The third crash statistics are the crashes involving pedestrians and Boois says that from sporadic checks they observed majority victims were under the influence of substances.
“The new trend is now the drinking and walking which is a compromising for accidents, that’s why crashes involving pedestrians are among the top three type crashes causing serious or fatal injuries” he explained.
Boois however could not disclose the number of accidents recorded thus far, during the festive season, adding that the statistics will only be availed at a later stage.
The Motor Vehicle Fund (MVA) in the first week of December 2022 recorded a 19 percent decrease in crashes and a 50 percent decrease in injuries when compared to the same period in 2021.
According to MVA’s Chief Executive Officer, Rosalia Martins-Hausiku, a total of 78 crashes resulted in 18 deaths and 145 injuries of varying severity.
Additionally , the Khomas region had the most crashes (18), followed by Oshikoto (8), Erongo (7), and Otjozondjupa (7).

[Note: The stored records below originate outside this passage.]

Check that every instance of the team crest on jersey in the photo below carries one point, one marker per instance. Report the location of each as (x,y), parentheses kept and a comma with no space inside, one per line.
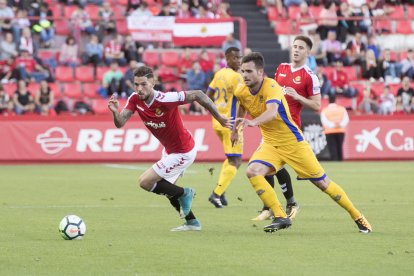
(297,80)
(158,112)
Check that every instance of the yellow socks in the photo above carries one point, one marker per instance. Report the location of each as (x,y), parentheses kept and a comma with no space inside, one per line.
(267,195)
(227,173)
(340,197)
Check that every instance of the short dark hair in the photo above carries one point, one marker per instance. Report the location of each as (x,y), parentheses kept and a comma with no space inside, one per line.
(144,71)
(231,49)
(257,59)
(305,39)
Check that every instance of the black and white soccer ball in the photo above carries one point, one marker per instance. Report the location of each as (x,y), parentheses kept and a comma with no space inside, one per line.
(72,227)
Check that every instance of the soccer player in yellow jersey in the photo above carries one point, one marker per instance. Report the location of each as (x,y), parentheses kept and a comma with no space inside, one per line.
(283,143)
(221,91)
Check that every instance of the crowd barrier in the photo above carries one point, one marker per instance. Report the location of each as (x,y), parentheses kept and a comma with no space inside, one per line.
(96,139)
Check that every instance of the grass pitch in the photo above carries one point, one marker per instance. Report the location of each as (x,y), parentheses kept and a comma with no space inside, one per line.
(128,228)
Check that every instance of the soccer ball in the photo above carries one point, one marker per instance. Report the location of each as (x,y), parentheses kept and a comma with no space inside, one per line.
(72,227)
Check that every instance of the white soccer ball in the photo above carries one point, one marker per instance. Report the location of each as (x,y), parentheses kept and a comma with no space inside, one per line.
(72,227)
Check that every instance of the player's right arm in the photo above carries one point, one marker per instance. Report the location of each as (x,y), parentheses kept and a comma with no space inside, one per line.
(120,118)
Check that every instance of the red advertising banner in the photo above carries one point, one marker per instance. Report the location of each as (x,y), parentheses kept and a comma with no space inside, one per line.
(99,140)
(380,139)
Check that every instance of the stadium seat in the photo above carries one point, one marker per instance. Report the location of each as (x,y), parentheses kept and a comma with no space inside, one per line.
(61,27)
(55,88)
(64,74)
(10,88)
(170,58)
(68,10)
(293,12)
(151,58)
(93,11)
(100,106)
(403,27)
(85,74)
(284,27)
(351,72)
(90,90)
(121,27)
(100,71)
(72,90)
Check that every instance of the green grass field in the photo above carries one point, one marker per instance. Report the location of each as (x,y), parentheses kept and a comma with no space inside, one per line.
(128,228)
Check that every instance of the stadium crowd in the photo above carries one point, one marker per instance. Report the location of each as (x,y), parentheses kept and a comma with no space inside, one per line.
(69,56)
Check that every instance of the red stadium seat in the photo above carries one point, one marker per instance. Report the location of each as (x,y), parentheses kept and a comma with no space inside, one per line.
(284,27)
(93,11)
(68,10)
(64,74)
(72,90)
(61,27)
(170,58)
(121,27)
(151,58)
(85,74)
(351,72)
(90,90)
(403,27)
(100,106)
(100,71)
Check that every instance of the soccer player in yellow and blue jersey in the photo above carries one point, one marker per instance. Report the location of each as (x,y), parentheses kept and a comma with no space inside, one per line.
(283,143)
(221,91)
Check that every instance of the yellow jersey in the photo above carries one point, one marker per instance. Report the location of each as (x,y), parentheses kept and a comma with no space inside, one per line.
(280,131)
(225,81)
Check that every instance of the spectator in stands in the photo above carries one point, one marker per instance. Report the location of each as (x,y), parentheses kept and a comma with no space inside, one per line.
(387,102)
(332,48)
(19,23)
(328,19)
(305,20)
(44,25)
(113,81)
(6,15)
(345,25)
(6,104)
(69,52)
(44,99)
(230,41)
(129,77)
(8,47)
(355,50)
(133,50)
(106,23)
(318,50)
(370,68)
(26,42)
(407,64)
(81,22)
(206,64)
(340,83)
(113,51)
(405,97)
(28,68)
(22,99)
(133,5)
(196,79)
(324,82)
(390,70)
(166,10)
(368,100)
(204,12)
(142,10)
(94,52)
(334,119)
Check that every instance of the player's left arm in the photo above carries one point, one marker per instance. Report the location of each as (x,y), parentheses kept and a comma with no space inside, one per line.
(207,103)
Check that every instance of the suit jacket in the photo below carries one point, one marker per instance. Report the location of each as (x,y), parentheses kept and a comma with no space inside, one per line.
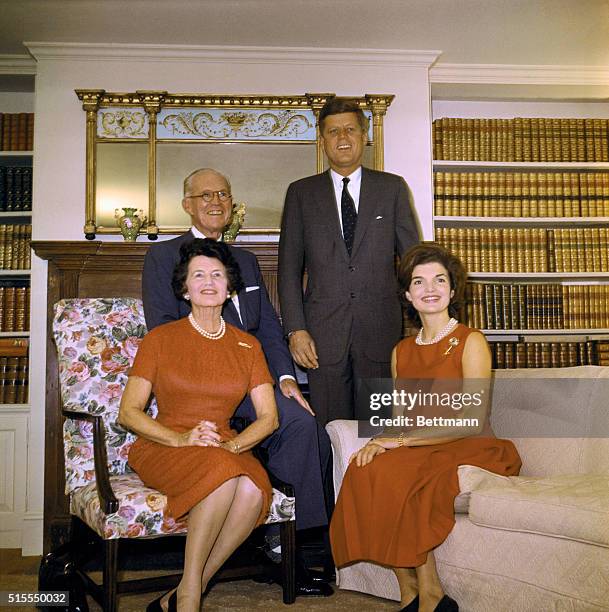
(347,298)
(259,316)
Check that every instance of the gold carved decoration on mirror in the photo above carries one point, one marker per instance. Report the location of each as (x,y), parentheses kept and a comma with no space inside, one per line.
(140,146)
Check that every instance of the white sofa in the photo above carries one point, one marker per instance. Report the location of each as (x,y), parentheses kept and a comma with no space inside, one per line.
(538,541)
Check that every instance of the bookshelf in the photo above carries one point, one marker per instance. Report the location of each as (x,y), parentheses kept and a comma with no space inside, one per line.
(16,131)
(525,204)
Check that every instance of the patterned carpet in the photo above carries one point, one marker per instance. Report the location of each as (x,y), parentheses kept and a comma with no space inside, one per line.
(21,574)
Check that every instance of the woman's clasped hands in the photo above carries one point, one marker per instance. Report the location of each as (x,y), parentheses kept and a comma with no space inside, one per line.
(205,433)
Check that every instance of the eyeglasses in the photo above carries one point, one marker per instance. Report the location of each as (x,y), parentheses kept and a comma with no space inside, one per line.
(208,196)
(335,132)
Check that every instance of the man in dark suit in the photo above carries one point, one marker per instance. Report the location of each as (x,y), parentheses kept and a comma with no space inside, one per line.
(299,450)
(344,227)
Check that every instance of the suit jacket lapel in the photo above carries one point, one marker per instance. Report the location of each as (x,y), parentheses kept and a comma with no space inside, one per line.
(366,209)
(232,316)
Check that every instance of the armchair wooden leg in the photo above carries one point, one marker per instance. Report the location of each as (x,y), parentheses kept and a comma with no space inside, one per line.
(110,575)
(287,536)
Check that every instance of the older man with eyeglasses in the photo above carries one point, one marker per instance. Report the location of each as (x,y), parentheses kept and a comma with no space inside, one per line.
(299,450)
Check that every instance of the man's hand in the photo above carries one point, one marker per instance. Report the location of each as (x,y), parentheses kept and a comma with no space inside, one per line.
(289,388)
(303,349)
(367,453)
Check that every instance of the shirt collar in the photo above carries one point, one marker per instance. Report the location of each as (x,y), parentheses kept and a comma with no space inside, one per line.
(197,234)
(354,177)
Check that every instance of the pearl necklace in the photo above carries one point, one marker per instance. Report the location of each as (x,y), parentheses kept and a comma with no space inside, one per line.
(443,332)
(210,335)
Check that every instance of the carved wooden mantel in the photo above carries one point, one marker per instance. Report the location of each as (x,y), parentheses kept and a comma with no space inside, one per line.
(95,269)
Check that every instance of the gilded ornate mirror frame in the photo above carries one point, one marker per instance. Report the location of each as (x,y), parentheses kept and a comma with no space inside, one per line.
(158,116)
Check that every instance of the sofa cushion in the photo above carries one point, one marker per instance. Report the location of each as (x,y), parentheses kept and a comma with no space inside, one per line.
(573,506)
(472,478)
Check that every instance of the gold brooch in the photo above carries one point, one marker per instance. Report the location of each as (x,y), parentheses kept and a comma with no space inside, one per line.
(453,342)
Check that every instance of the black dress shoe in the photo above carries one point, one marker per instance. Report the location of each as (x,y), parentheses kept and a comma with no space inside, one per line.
(316,576)
(313,589)
(172,603)
(447,604)
(413,606)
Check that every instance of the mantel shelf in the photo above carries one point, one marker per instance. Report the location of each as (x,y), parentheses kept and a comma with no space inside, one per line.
(12,214)
(16,153)
(471,165)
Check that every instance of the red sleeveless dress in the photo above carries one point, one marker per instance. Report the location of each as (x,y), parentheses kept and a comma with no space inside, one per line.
(401,505)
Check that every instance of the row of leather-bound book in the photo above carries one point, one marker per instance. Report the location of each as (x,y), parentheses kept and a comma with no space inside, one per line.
(537,306)
(549,354)
(494,249)
(16,131)
(15,251)
(14,307)
(521,194)
(521,139)
(15,188)
(13,370)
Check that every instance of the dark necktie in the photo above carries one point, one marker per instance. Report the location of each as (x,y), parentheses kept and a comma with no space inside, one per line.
(349,216)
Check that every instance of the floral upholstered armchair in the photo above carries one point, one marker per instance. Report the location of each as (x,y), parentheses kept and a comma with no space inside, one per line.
(97,339)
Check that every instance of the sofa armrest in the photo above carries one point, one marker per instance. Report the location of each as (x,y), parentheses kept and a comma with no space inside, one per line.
(343,435)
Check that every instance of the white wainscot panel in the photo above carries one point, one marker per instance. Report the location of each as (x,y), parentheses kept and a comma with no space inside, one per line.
(13,474)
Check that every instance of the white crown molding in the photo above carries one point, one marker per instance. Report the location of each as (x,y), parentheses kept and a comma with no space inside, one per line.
(513,74)
(17,64)
(231,54)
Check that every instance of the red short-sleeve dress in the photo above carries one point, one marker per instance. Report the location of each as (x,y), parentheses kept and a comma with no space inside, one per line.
(400,506)
(195,378)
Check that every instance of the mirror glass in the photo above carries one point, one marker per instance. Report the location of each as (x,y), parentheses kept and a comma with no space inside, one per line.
(259,174)
(122,179)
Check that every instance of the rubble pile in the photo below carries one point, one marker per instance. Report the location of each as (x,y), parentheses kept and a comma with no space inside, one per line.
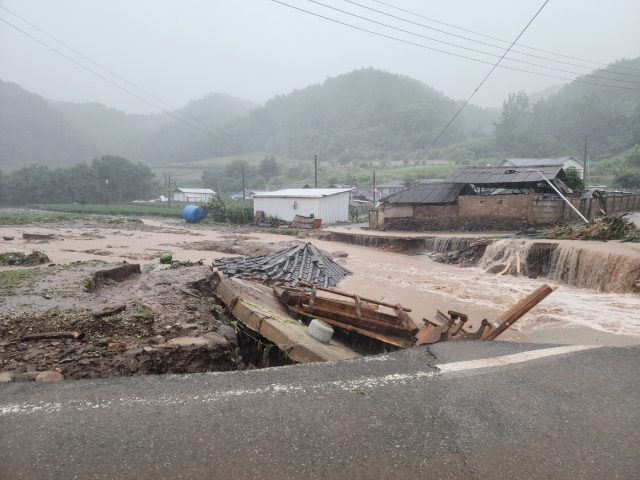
(613,227)
(301,263)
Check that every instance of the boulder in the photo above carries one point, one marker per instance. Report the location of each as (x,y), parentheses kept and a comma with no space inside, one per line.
(108,310)
(156,340)
(49,376)
(217,339)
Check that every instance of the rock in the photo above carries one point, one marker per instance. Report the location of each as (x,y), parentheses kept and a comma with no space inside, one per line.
(134,352)
(49,376)
(229,333)
(108,310)
(120,346)
(154,307)
(103,342)
(217,339)
(156,340)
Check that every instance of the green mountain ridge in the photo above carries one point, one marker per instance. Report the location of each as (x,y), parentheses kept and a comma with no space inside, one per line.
(366,115)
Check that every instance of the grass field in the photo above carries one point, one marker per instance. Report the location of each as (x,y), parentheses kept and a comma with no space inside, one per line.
(148,209)
(25,217)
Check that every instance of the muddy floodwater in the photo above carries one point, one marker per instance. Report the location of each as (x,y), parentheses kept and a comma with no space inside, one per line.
(569,315)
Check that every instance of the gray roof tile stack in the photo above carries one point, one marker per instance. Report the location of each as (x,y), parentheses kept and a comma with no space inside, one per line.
(303,263)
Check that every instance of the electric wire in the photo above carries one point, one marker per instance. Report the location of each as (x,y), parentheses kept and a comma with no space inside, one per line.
(471,49)
(450,53)
(484,43)
(481,83)
(121,78)
(119,86)
(498,39)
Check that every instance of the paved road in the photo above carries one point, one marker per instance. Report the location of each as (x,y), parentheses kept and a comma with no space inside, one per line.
(458,410)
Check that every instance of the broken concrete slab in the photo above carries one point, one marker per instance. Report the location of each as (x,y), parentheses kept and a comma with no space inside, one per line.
(255,305)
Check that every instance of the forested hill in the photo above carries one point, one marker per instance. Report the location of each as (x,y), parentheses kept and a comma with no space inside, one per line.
(32,131)
(363,115)
(366,115)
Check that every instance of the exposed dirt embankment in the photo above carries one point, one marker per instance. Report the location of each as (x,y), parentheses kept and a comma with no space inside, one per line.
(163,322)
(465,224)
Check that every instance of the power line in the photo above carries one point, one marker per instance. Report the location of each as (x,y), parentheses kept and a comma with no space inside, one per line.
(470,49)
(118,76)
(449,53)
(484,43)
(481,83)
(498,39)
(120,87)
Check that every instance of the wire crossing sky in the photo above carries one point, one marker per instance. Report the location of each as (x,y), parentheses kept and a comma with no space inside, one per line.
(256,49)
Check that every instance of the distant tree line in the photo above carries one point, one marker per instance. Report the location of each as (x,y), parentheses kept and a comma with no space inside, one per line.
(108,179)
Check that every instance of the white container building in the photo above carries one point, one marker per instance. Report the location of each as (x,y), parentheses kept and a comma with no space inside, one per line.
(192,195)
(329,204)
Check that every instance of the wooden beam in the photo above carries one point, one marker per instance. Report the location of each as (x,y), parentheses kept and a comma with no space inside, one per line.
(398,342)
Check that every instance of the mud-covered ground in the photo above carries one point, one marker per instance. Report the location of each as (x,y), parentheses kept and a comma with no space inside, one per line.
(162,330)
(46,298)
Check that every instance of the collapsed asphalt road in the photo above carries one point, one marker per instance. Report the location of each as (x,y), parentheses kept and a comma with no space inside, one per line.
(456,410)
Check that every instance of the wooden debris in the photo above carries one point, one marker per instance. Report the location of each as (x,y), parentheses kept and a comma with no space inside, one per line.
(360,315)
(289,267)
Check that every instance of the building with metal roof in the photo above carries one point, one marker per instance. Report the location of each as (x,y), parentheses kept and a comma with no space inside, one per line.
(440,193)
(192,194)
(523,178)
(564,162)
(329,204)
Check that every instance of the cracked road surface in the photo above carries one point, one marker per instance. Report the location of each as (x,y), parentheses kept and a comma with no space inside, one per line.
(456,410)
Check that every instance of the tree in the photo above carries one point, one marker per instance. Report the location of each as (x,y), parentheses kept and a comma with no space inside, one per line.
(574,179)
(269,168)
(507,129)
(626,179)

Boois said the trend retained and this is not a surprise as these are the main transport routes for most holiday destinations.
Meanwhile, Oshikoto, Kunene, and Hardap had the fewest number of crashes, each with one.
Similarly, Erongo, Otjozondjupa, Hardap, and Omaheke each had one fatality.
Martins-Hausiku had noted that pedestrian-related crashes accounted for the greatest number of crashes (18), followed by roll-over crashes (12) and head-on collisions with 11 cases.
“Factors such as driver fatigue, inattentiveness, inappropriate driver behavior, driving under the influence of alcohol and exceeding prescribed speed limits contribute to the occurrence of these types of crashes,” she expressed.
Furthermore, the MVA emphasized that the severity of injury sustained in these crashes increases the likelihood of fatality, with roll-overs and collisions accounting for 62 percent of total fatalities.
According to MVA, the main areas of focus during the Festive Season period we’re driver fitness, vehicle fitness, and passenger safety.
This follows data compiled from this year by the MVA Fund Emergency Call Centre which showed that 4529 people were injured and 398 died last year.
The Khomas, Erongo, Oshana, Otjozondjupa, Oshikoto, and Ohangwena regions accounted for 81 percent of all recorded crashes.
The same regions accounted for 76 percent of injuries and 63 percent of fatalities, with 71 percent of deceased drivers being men.
Additionally, 55 percent of drivers were between the ages of 25 and 44, and 82 percent of crashes involved pedestrians, collisions, or rollovers.
According to research by the Fund, human behavior accounts for 70 percent of all road accidents.
This includes driving under the influence of alcohol or drugs, using a cell phone while driving or crossing the street, failing to wear a seatbelt, and driving without a driver’s license, which are all prohibited.